Unifying Physics- and Data-Driven Modeling via Novel Causal Spatiotemporal Graph Neural Network for Interpretable Epidemic Forecasting
Han, Shuai, Stelz, Lukas, Sokolowski, Thomas R., Zhou, Kai, Stöcker, Horst
Accurate epidemic forecasting is crucial for effective disease control and prevention. Traditional compartmental models often struggle to estimate temporally and spatially varying epidemiological parameters, while deep learning models typically overlook disease transmission dynamics and lack interpretability in the epidemiological context. To address these limitations, we propose a novel Causal Spatiotemporal Graph Neural Network (CSTGNN), a hybrid framework that integrates a Spatio-Contact SIR model with Graph Neural Networks (GNNs) to capture the spatiotemporal propagation of epidemics.

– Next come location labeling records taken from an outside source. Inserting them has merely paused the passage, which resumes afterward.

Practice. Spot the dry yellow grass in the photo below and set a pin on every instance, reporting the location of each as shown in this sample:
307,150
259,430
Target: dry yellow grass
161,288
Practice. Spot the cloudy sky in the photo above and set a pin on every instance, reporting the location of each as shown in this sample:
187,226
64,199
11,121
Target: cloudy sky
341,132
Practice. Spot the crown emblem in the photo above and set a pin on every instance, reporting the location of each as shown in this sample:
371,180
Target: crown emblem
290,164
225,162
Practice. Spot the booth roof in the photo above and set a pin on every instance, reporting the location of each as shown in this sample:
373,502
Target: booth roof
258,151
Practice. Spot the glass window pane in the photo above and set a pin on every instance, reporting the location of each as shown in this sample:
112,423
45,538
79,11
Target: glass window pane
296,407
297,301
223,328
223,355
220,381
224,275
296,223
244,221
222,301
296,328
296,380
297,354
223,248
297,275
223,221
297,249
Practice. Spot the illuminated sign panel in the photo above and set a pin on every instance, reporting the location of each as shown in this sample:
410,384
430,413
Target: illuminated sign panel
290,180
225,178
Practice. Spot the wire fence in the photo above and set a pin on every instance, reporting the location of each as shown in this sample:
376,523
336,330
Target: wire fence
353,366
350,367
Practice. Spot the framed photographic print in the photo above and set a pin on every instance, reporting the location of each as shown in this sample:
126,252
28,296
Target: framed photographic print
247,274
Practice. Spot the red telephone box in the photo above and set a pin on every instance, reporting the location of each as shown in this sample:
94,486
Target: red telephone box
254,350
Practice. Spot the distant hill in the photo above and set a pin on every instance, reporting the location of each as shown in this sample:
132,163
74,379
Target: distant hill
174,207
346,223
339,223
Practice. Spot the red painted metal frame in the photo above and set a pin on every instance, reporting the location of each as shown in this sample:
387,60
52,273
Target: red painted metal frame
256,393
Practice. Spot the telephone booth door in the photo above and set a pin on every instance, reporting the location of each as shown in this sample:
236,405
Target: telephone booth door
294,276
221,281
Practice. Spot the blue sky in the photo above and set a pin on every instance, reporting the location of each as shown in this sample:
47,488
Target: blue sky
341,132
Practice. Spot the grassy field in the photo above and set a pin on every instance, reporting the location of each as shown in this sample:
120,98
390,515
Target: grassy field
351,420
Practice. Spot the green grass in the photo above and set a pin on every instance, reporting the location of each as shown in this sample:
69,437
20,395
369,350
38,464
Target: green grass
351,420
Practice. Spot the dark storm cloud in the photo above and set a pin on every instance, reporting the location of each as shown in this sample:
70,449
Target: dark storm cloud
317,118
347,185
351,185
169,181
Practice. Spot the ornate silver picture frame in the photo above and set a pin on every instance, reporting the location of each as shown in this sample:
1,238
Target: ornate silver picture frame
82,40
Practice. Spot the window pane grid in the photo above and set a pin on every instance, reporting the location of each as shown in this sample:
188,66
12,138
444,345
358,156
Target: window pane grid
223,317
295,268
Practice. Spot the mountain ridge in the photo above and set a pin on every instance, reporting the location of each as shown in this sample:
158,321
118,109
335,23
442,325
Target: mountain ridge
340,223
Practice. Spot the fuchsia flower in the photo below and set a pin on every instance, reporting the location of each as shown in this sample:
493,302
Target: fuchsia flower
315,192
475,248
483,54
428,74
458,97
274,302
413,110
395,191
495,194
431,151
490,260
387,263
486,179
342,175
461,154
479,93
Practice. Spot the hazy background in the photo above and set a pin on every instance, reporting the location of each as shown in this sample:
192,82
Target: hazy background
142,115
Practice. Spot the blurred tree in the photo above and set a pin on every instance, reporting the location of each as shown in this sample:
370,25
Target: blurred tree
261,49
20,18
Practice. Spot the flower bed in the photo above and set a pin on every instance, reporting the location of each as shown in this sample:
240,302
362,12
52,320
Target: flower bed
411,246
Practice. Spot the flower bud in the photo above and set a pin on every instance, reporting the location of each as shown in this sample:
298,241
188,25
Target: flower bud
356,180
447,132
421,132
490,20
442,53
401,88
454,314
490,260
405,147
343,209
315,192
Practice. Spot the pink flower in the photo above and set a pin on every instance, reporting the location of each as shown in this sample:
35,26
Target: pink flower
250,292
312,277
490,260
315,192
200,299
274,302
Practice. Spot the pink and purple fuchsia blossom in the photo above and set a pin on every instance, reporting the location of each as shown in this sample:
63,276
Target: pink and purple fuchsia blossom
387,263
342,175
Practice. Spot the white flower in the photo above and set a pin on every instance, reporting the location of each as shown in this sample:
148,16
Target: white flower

Inter-regional human mobility exhibits continuous and smooth spatiotemporal patterns, leading to adjacent graph structures that share underlying mobility dynamics. To model these dynamics, we employ an adaptive static connectivity graph to represent the stable components of human mobility and utilize a temporal dynamics model to capture fluctuations within these patterns. By integrating the adaptive static connectivity graph with the temporal dynamics graph, we construct a dynamic graph that encapsulates the comprehensive properties of human mobility networks. Additionally, to capture temporal trends and variations in infectious disease spread, we introduce a temporal decomposition model to handle temporal dependence. This model is then integrated with a dynamic graph convolutional network for epidemic forecasting. We validate our model using real-world datasets at the provincial level in China and the state level in Germany. Extensive studies demonstrate that our method effectively models the spatiotemporal dynamics of infectious diseases, providing a valuable tool for forecasting and intervention strategies. Furthermore, analysis of the learned parameters offers insights into disease transmission mechanisms, enhancing the interpretability and practical applicability of our model.